Despite the Central Bank’s aggressive monetary policy and the government’s proactive fiscal stimulus, Japan is still struggling to jumpstart growth and revive inflation. While a strong yen remains the main short-term threat, the absence of deep structural reforms is limiting the country’s ability to lift long-term growth. Analysts see the economy growing 0.6% this year, which is unchanged from last month's projection. Next year, they see growth at 0.8%.

UNITED KINGDOM | Government intends to start Brexit process in Q1 2017

Growth continues to hold up well in the UK and the latest survey data show a further improvement in the manufacturing sector, with the PMI increasing in September. Moreover, consumer confidence recovered in the same month after the post-referendum downturn. Following nearly four months of little or no news regarding the formal Brexit timeline, in early October, Prime Minister Theresa May announced her intention to trigger Article 50 of the Lisbon Treaty before the end of March 2017 and also outlined plans to remove all European laws from the British statute book on the day of exit. Her speech suggested that the UK is heading for a “hard” Brexit, which would broadly mean no tariff-free access to the European market and restrictions on labor movement. Escalating concerns of a severe separation from the EU caused the pound to hit a historic low on 11 October.

Uncertainty stemming from the Brexit vote will continue to deter investment, but accommodative policy action taken by the BoE will soften the impact. This month, our panel upgraded the GDP forecast for the third consecutive time. The economy is expected to grow 1.8% in 2016, which is up 0.2 percentage points from last month’s estimate. For 2017, the panel projects that the economy will grow 0.7%.
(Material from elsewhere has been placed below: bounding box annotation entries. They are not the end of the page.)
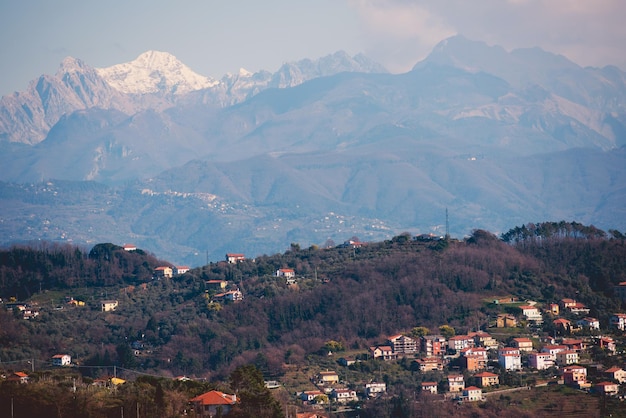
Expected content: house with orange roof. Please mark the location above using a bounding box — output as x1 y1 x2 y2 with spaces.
7 372 28 383
498 347 522 370
213 289 243 302
422 382 437 395
100 299 119 312
387 334 417 354
593 382 619 396
448 374 465 392
511 337 533 352
596 337 617 354
604 366 626 383
296 412 328 418
369 345 398 361
528 353 556 370
315 370 339 385
52 354 72 366
330 388 359 403
467 331 498 350
576 316 600 329
415 357 443 372
204 280 228 290
276 268 296 278
519 305 543 323
448 335 475 351
556 350 578 366
613 282 626 300
190 390 237 418
563 365 591 388
609 313 626 331
460 386 484 402
552 318 572 332
561 298 576 309
226 253 246 264
300 390 324 403
154 266 174 279
173 266 190 275
546 303 560 315
496 314 517 328
561 338 587 351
INFLATION | Higher commodities prices push global inflation to multi-year highs in September

Global inflation resumed its upward trend in September and rose from August’s 2.8% to 3.1%, according to an estimate produced by FocusEconomics. September’s print represented the fastest rate in over two years. The upward trend mostly reflects the gradual increase in commodity prices.

Despite the increase in prices, disinflationary pressures are still strong in a number of advanced economies. Against this backdrop, most central banks are implementing largely accommodative monetary policies, which include, in some cases, ultra-low interest rates—even below zero—and quantitative easing programs. The use of such unconventional measures is expected to continue and further monetary policy easing is priced in by the markets, apart from for the U.S. The U.S. economy remains the outlier among advanced economies, with markets expecting the next rate hike there in December.

Taking these developments into account, our panel of analysts expects global inflation to continue rising and to average 3.5% in 2016, which is down 0.1 percentage points from last month's estimate. For 2017, the panel expects global inflation to rise further to 3.9%.